Following its 2012 consultation on marital property agreements, the Law Commission has opened a supplementary consultation on financial needs and non-matrimonial property following a relationship breakdown.
As access to family law legal advice will become more limited following reform of legal aid and the number of litigants in person increases, the Law Commission is considering ways to simplify the process of separating a couple's finances.
The consultation considers to what extent one spouse should meet the other's financial needs and what should happen to non-matrimonial property.
In relation to law relating to financial needs, the Law Commission is considering three options:
(1) Compensation for needs generated by the relationship. The spouse left less well-off by the divorce or dissolution would be entitled to support until he or she was able to attain the level of earnings and the living standard that he or she would have achieved but for choices made in the interests of the family.
(2) Support to enable a transition to independence. This would provide for a financial adjustment that equalises, or evens out, the standards of living of the couple for a transitional period. In contrast to a compensatory basis for payment, this approach does not require the court or the parties to work out what position the claimant would have been in, but for the marriage or civil partnership.
(3) Support for a limited time so as to create incentives for independence. This option could impose a statutory time limit on the support available from a former spouse to incentivise their ex-partner into employment and gain independence. However, the Commission has said it will not go as far as the Scottish system where a three-year limit is placed upon support following divorce.

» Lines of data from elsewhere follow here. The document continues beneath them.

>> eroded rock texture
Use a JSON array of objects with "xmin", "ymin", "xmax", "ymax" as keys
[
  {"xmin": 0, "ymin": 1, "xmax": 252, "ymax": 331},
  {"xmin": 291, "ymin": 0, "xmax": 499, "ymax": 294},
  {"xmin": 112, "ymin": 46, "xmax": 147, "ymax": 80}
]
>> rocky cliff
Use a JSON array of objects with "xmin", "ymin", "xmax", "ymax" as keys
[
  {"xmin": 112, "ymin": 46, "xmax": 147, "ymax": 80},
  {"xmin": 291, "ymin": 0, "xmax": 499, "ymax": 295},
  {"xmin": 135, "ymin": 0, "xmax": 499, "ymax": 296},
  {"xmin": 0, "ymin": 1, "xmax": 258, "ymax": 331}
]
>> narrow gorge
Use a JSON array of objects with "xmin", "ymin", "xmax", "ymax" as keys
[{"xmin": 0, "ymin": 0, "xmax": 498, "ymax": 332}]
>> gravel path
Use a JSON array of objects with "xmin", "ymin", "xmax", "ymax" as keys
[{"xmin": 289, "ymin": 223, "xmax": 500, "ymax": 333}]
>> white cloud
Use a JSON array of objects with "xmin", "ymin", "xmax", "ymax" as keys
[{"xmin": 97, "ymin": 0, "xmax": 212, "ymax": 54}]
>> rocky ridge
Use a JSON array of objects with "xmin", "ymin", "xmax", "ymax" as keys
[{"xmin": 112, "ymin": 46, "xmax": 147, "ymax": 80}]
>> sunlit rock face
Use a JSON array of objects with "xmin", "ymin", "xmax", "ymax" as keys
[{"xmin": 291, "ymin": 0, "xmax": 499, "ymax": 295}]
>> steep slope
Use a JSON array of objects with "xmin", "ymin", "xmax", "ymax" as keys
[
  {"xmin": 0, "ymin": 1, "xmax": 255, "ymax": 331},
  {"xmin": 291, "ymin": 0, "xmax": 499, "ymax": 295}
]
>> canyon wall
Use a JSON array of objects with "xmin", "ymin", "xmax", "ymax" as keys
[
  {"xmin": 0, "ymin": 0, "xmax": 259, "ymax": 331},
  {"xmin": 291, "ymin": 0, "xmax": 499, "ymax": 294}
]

The Consultation Paper also asks "whether financial support should continue to be determined by the court, at the judge's discretion, or whether it should be calculated by reference to a formula, so substituting greater predictability for individualised discretion".
In an opinion piece today for Family Law Newswatch, Alison Hawes, partner and family law specialist at Irwin Mitchell, warns: "The price of certainty and a rigid formulaic approach may lead to the loss of the balancing act that experienced judges work with to create solutions that take issues like bad behaviour, illness and business assets into account. Such factors often are so diverse that they simply do not fit into this concept."
In relation non-matrimonial property the Law Commission is considers:
(1) the definition of non-matrimonial property;
(2) whether there should be a rule that it is not shared;
(3) whether that rule should be subject to the further rule that it must be shared if it is required to meet needs; and
(4) whether non-matrimonial property can ever become matrimonial, either by the passage of time or because it has been sold and replaced or has appreciated in value as a result of investment or management by either party.
The consultation period is open until 11 December 2012.